Between 1965 and 1976, Sol Cohen published over a hundred issues of reprint magazines under various titles. Cohen and his business partner, Arthur Bernhard, operating as Ultimate Publishing Company, continued to publish Amazing and Fantastic after his acquisition, but changed their editorial policy to run reprints almost entirely. This brought Cohen into conflict with the Science Fiction Writers of America (SFWA), a professional writers' organization formed in 1965. Soon SFWA called for a boycott of Ultimate's magazines until Cohen agreed to make payments. Cohen agreed to pay a flat fee for all stories, and then in August 1967 this was changed to a graduated rate, depending on the length of the story.

=== Great Science Fiction ===
The first of Cohen's reprint magazines was Great Science Fiction, which appeared in December 1965, titled Great Science Fiction from Amazing. It reprinted stories that had appeared in Amazing between 1959 and 1961, including stories by Isaac Asimov, James Blish, and Robert Bloch. The second issue followed in March, this time titled Great Science Fiction from Fantastic, with stories by J.G. Ballard, Robert Bloch, and Cordwainer Smith, again from the end of the 1950s and the start of the 1960s. More issues followed on an irregular schedule, and the title was changed to just Great Science Fiction by issue #6, which came out in early 1967. With the eighth issue the date, Fall 1967, appeared on the cover. Via negotiations with SFWA about reprint fees, Harry Harrison had agreed to take over the editorship of Amazing and Fantastic, and had also agreed to allow his name to be listed as editor from the tenth issue, though Cohen was still making all the editorial decisions. Harrison also wrote two editorials. Further conflict with SFWA was finally resolved in 1969, with the help of Robert Silverberg, SFWA's president that year; Cohen put together an all-Silverberg issue for Winter 1969, and retitled the magazine Science Fiction Greats. An all-Harlan Ellison issue followed, but none of the remaining issues were focused on a single author. The final issue was dated Spring 1971.

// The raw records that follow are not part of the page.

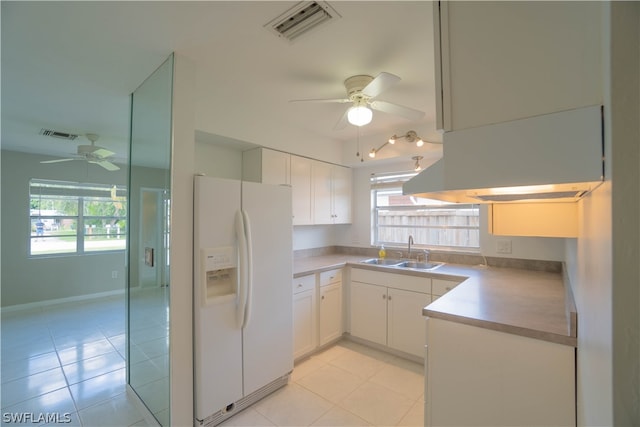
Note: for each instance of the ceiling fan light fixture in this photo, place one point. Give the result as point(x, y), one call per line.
point(359, 115)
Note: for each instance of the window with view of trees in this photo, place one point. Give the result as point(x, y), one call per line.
point(76, 218)
point(432, 223)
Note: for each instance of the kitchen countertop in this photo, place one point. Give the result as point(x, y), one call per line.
point(523, 302)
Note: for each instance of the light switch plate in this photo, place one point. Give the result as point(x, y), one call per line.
point(503, 246)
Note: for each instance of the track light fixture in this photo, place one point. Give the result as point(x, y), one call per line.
point(416, 166)
point(410, 137)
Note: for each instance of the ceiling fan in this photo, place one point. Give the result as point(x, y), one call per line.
point(92, 154)
point(361, 93)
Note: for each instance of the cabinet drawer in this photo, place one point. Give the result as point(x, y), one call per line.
point(440, 287)
point(304, 283)
point(331, 276)
point(391, 280)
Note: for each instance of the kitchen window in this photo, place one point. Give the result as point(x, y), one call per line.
point(76, 218)
point(432, 223)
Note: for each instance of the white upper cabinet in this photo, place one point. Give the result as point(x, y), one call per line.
point(266, 166)
point(321, 181)
point(502, 61)
point(320, 191)
point(301, 190)
point(331, 193)
point(341, 181)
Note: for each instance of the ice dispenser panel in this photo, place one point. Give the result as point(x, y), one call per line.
point(219, 276)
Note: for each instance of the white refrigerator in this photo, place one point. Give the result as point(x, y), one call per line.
point(243, 317)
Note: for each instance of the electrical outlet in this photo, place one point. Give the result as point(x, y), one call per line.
point(503, 246)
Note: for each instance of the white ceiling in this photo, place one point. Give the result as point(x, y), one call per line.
point(71, 66)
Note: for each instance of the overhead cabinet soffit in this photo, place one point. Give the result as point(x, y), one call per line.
point(552, 157)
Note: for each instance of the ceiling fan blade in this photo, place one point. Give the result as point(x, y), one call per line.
point(336, 100)
point(57, 160)
point(342, 122)
point(397, 110)
point(103, 152)
point(381, 83)
point(105, 164)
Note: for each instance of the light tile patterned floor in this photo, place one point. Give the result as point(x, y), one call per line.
point(346, 385)
point(70, 359)
point(67, 361)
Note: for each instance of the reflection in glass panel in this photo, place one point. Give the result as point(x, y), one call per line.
point(148, 225)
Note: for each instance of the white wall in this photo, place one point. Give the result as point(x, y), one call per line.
point(218, 161)
point(181, 297)
point(359, 234)
point(28, 280)
point(603, 262)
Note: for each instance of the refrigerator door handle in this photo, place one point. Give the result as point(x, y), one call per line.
point(249, 268)
point(242, 269)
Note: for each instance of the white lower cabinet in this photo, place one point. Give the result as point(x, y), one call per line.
point(304, 315)
point(330, 306)
point(317, 317)
point(406, 327)
point(477, 376)
point(369, 312)
point(386, 308)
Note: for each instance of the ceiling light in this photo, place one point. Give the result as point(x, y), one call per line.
point(416, 166)
point(410, 137)
point(359, 115)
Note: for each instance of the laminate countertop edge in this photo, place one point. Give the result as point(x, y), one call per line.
point(528, 303)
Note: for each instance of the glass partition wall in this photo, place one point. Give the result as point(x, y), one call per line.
point(148, 251)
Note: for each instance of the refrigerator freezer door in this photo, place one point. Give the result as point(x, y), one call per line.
point(217, 337)
point(268, 335)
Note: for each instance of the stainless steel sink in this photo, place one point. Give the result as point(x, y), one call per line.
point(383, 261)
point(390, 262)
point(420, 265)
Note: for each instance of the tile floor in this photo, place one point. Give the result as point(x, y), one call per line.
point(346, 385)
point(69, 360)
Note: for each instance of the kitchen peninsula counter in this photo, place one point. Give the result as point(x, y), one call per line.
point(529, 303)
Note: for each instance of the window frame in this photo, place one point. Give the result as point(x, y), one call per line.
point(81, 193)
point(392, 182)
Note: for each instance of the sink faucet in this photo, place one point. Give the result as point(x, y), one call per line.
point(409, 246)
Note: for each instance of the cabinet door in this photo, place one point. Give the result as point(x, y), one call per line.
point(321, 181)
point(407, 327)
point(341, 195)
point(304, 322)
point(330, 312)
point(499, 379)
point(369, 312)
point(301, 190)
point(276, 167)
point(497, 65)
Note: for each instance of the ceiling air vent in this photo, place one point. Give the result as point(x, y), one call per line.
point(302, 18)
point(56, 134)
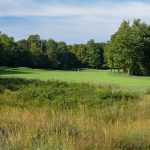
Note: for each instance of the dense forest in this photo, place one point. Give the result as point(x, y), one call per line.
point(128, 49)
point(36, 53)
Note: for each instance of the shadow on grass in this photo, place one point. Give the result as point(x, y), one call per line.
point(12, 71)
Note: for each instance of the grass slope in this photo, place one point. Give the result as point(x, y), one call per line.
point(90, 117)
point(86, 76)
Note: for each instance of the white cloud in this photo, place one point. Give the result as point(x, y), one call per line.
point(73, 23)
point(31, 8)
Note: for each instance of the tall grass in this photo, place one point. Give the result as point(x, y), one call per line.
point(82, 129)
point(115, 120)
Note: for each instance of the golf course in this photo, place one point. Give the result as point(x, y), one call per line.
point(91, 76)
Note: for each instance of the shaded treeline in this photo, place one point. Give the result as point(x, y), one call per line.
point(129, 48)
point(37, 53)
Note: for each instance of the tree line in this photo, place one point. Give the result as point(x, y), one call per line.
point(37, 53)
point(128, 50)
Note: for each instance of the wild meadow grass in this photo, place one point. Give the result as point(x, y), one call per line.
point(39, 115)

Science fiction historian Mike Ashley suggests that Great Science Fiction was the best of Cohen's reprint magazines, because he chose material from Cele Goldsmith's period in charge, a high point in the magazine's history.

=== Thrilling Science Fiction ===
With Great Science Fiction under way, Cohen launched a second reprint title in the summer of 1966, titled The Most Thrilling Science Fiction Ever Told, on a quarterly schedule. As with Great Science Fiction these were initially undated. No editor was credited; Cohen was the editor, but with issue nine, dated Summer 1968, Harry Harrison's name appeared as editor, though in fact he had nothing to do with the magazine except to contribute two editorials. For the first few issues the contents were selected from Cele Goldsmith's editorship, and Ashley comments that the first three issues were the best of Thrilling's run. Issues 10-12 published two short novels, rather than a selection of short stories, featuring Murray Leinster, Jack Vance, and James H. Schmitz, among others. With issue thirteen the format reverted to short stories from Goldsmith's era.

The following issue saw the title change to Thrilling Science Fiction Adventures, and the stories, which now came from the 1940s and 1950s, were much weaker—Ashley describes them as "skeletons from SF's cupboard...that should have been allowed to rest in peace and paraded like zombies in a world of science fiction that was alien to them". This reprint policy stayed in place until issue 23, dated February 1972, except for Fall 1970 (issue 17) which reverted to the earlier title and policy, using stories from Goldsmith's editorship. The title was shortened to just Thrilling Science Fiction with issue 19, and did not change again. The magazine became bimonthly starting with issue 22, dated December 1971, and from June 1972 the stories were again taken from Goldsmith's era, with occasional selections from other editors. In April 1975 Cohen announced that Thrilling had absorbed Science Fiction Adventures, one of his other titles, and would take over that magazine's policy of reprinting a famous classic in every issue, but in the event only one more issue appeared, dated July 1975.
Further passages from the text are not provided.